People v Cisse
2024 NY Slip Op 03093 [228 AD3d 440]
June 6, 2024
Appellate Division, First Department
Published by New York State Law Reporting Bureau pursuant to Judiciary Law § 431.
As corrected through Wednesday, July 31, 2024


[*1]
 The People of the State of New York, Respondent,
v
Siaka Cisse, Appellant.

Jenay Nurse Guilford, Center for Appellate Litigation, New York (Corina R. Scott of counsel), for appellant.

Alvin L. Bragg, Jr., District Attorney, New York (Brent E. Yarnell of counsel), for respondent.

Judgment, Supreme Court, New York County (Cori H. Weston, J., at suppression hearing; Neil E. Ross, J., at plea and sentencing), rendered September 6, 2022, convicting defendant of attempted criminal possession of a weapon in the second degree, and sentencing him to a term of 364 days, unanimously affirmed.

As an initial matter, we find defendant's waiver of the right to appeal to be invalid. The court did not make clear that the right to appeal is separate and distinct from the trial rights defendant was waiving by entering a guilty plea (see People v Ellis, 194 AD3d 428, 428 [1st Dept 2021], lv denied 37 NY3d 964 [2021]; People v Bonilla, 211 AD3d 614, 615 [1st Dept 2022]). The court further failed to explain that a waiver of the right to appeal is not an absolute bar to direct appeal and that some issues are nonwaivable (see People v Bisono, 36 NY3d 1013, 1017 [2020]). Thus, the record does not demonstrate that defendant had a full appreciation of the consequences of the waiver (see People v Lopez, 6 NY3d 248, 256 [2006]; People v Thorne, 207 AD3d 73, 77 [1st Dept 2022]). The written waiver also does not cure the defects in the court's oral colloquy, as there was a conflict between the colloquy and the written waiver, thus causing confusion as to waiver's effect (see People v Thomas, 34 NY3d 545, 560 [2019], cert denied 589 US —, 140 S Ct 2634 [2020]; Thorne, 207 AD3d at 77).

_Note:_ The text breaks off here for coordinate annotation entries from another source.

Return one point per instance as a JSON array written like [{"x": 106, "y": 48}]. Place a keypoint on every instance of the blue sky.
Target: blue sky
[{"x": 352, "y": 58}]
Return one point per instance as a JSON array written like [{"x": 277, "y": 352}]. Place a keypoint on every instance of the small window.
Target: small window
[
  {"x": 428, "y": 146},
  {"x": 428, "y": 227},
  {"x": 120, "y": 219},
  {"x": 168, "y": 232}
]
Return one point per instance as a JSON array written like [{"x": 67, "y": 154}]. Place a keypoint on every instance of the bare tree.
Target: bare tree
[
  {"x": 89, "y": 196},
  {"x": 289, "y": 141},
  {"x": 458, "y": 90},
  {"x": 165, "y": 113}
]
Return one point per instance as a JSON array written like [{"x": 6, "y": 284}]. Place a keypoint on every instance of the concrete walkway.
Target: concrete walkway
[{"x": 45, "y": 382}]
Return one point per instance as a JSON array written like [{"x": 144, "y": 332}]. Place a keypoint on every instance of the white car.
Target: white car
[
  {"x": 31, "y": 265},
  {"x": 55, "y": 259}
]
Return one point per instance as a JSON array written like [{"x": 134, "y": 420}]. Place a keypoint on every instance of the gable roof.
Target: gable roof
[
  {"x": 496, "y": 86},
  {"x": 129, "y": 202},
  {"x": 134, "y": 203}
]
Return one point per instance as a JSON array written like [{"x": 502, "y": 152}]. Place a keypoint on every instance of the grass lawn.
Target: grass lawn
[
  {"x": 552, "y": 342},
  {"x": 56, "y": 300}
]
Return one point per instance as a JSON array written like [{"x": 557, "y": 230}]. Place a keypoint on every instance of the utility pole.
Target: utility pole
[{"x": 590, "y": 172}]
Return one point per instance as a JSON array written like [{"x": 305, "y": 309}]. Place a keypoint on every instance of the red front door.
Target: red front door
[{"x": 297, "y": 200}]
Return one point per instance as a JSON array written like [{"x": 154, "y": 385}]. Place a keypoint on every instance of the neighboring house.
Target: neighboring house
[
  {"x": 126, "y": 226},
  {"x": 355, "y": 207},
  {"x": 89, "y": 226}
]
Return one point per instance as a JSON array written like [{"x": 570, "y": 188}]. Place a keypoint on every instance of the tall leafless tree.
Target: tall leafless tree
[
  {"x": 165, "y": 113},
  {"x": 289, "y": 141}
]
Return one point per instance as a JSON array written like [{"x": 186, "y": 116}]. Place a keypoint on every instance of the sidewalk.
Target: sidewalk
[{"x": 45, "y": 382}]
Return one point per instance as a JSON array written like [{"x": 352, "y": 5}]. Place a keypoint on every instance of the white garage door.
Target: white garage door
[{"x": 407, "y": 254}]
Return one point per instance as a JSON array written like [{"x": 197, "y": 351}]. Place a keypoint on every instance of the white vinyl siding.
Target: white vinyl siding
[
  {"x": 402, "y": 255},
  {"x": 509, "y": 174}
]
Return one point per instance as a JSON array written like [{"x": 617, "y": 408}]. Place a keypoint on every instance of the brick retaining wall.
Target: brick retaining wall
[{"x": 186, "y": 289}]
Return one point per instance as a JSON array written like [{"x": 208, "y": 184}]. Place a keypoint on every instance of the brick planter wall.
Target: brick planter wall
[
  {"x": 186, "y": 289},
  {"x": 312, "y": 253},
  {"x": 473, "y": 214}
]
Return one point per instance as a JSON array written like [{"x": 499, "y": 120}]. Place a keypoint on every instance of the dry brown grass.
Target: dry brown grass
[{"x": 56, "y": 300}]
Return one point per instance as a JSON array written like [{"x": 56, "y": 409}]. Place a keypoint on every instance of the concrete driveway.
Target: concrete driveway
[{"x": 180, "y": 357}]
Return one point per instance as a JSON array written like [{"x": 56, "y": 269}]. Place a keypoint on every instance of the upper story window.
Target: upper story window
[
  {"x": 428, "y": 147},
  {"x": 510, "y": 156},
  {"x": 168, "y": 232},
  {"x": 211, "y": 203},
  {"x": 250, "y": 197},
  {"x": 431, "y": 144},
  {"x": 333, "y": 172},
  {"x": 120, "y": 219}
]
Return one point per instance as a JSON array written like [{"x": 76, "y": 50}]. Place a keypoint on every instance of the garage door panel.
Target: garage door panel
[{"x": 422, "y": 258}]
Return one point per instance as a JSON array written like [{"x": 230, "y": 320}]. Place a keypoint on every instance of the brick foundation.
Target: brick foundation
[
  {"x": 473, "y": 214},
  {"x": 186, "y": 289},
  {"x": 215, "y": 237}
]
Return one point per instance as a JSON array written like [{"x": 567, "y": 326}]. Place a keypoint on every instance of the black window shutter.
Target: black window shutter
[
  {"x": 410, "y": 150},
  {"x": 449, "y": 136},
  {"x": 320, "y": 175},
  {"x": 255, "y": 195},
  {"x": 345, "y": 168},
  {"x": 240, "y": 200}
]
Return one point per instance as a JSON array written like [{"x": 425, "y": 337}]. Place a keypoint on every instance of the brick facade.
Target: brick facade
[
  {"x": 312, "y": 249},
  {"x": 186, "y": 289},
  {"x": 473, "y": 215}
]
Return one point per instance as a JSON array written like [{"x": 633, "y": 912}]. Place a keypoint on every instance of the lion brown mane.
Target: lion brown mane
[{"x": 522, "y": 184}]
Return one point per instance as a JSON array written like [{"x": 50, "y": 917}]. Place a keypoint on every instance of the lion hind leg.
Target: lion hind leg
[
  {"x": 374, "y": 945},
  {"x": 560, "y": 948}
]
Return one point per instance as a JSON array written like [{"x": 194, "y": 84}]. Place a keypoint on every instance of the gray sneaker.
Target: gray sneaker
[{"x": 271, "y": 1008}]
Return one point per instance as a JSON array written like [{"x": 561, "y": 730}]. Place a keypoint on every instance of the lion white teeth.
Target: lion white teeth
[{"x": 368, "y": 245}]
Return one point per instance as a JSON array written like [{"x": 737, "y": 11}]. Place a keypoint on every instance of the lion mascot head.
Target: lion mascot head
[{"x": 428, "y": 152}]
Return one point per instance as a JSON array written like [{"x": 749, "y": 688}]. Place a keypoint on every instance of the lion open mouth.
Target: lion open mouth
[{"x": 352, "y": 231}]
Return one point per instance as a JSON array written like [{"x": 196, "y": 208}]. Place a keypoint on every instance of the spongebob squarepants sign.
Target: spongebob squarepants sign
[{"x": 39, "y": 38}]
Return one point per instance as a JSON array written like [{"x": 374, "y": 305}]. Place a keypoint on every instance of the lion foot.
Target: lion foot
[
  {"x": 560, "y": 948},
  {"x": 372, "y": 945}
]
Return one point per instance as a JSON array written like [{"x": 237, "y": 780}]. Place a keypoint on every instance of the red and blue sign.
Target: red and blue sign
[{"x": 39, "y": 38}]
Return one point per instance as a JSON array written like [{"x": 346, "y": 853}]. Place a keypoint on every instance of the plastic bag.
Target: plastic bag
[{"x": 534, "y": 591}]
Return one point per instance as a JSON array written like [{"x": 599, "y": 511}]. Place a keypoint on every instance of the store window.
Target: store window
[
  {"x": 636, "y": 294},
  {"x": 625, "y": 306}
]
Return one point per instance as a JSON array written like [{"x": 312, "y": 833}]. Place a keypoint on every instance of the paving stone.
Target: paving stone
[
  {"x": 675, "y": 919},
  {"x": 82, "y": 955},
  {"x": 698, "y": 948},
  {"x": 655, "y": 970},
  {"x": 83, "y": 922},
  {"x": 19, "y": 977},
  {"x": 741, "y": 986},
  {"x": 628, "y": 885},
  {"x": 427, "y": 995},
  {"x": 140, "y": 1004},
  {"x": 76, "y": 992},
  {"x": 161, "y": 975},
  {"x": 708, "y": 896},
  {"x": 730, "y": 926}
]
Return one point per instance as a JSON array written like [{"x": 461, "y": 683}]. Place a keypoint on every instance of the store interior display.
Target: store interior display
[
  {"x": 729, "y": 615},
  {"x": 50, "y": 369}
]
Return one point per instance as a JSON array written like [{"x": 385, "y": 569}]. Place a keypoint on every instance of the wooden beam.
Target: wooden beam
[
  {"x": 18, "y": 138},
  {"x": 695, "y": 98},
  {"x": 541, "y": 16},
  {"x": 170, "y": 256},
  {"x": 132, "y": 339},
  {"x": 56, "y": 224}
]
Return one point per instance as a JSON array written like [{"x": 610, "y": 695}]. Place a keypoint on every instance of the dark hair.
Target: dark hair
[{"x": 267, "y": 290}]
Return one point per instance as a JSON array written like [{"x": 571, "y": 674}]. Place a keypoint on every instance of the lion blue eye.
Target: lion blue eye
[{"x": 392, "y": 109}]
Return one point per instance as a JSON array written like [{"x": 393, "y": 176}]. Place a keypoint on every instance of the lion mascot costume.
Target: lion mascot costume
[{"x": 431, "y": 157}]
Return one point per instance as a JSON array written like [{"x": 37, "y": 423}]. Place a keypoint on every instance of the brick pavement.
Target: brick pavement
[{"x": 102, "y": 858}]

As to the merits of the suppression issue, the court properly denied defendant's motion to suppress the guns recovered in the two separate incidents. As to the November 2021 incident, the hearing testimony established that the police had reasonable suspicion to believe that defendant was engaged in criminal activity, justifying their pursuit of defendant. In response to a radio run of a domestic dispute involving a gun, which also identified the defendant by name, the police entered an apartment building, whereupon they encountered a woman who told them, "He's upstairs." As the police ascended the stairs in the stairwell, defendant was coming down and, upon seeing the police, ran back up and fled. Defendant's immediate flight, combined with the other circumstances, gave rise to reasonable suspicion (see People v Parker, 32 NY3d 49, 56 [2018]; People v Archer, 160 AD3d 553, 554 [1st Dept 2018], lv denied 31 NY3d 1144 [2018]). The fact that defendant's clothing only partially fit the description of the clothing the suspect was wearing as transmitted over the radio does not warrant a different conclusion (see People v Wiley, 209 AD2d 361 [1st Dept 1994], lv denied 85 NY2d 944 [1995]). Defendant's discarding of his jacket, from which the police later recovered the gun, constituted an act of abandonment that was not precipitated by police illegality (see People v Boodle, 47 NY2d 398 [1979], cert denied 444 US 969 [1979]).

As to the January 2022 incident, the police lawfully recovered the gun from defendant's car during a valid inventory search after defendant's arrest for an unrelated [*2]crime. The People met their burden of establishing that the officers conducted the search in accordance with established procedure, and that the primary purpose was to protect the officers from dangerous instrumentalities and against unwarranted claims of theft (see People v Lee, 29 NY3d 1119, 1120 [2017]; People v Padilla, 21 NY3d 268, 272 [2013], cert denied 571 US 889 [2013]). The fact that the officers knew that contraband might be recovered did not invalidate the search (see Lee, 29 NY3d at 1120).

Defendant has not established that he has standing to challenge New York's gun licensing scheme, or that his conviction is unconstitutional under New York State Rifle & Pistol Assn., Inc. v Bruen (597 US 1 [2022]) (see People v Castillo, 226 AD3d 573, 575 [1st Dept 2024]; People v Johnson, 225 AD3d 453, 455 [1st Dept 2024]). Concur—Webber, J.P., Oing, Kapnick, Rosado, Michael, JJ.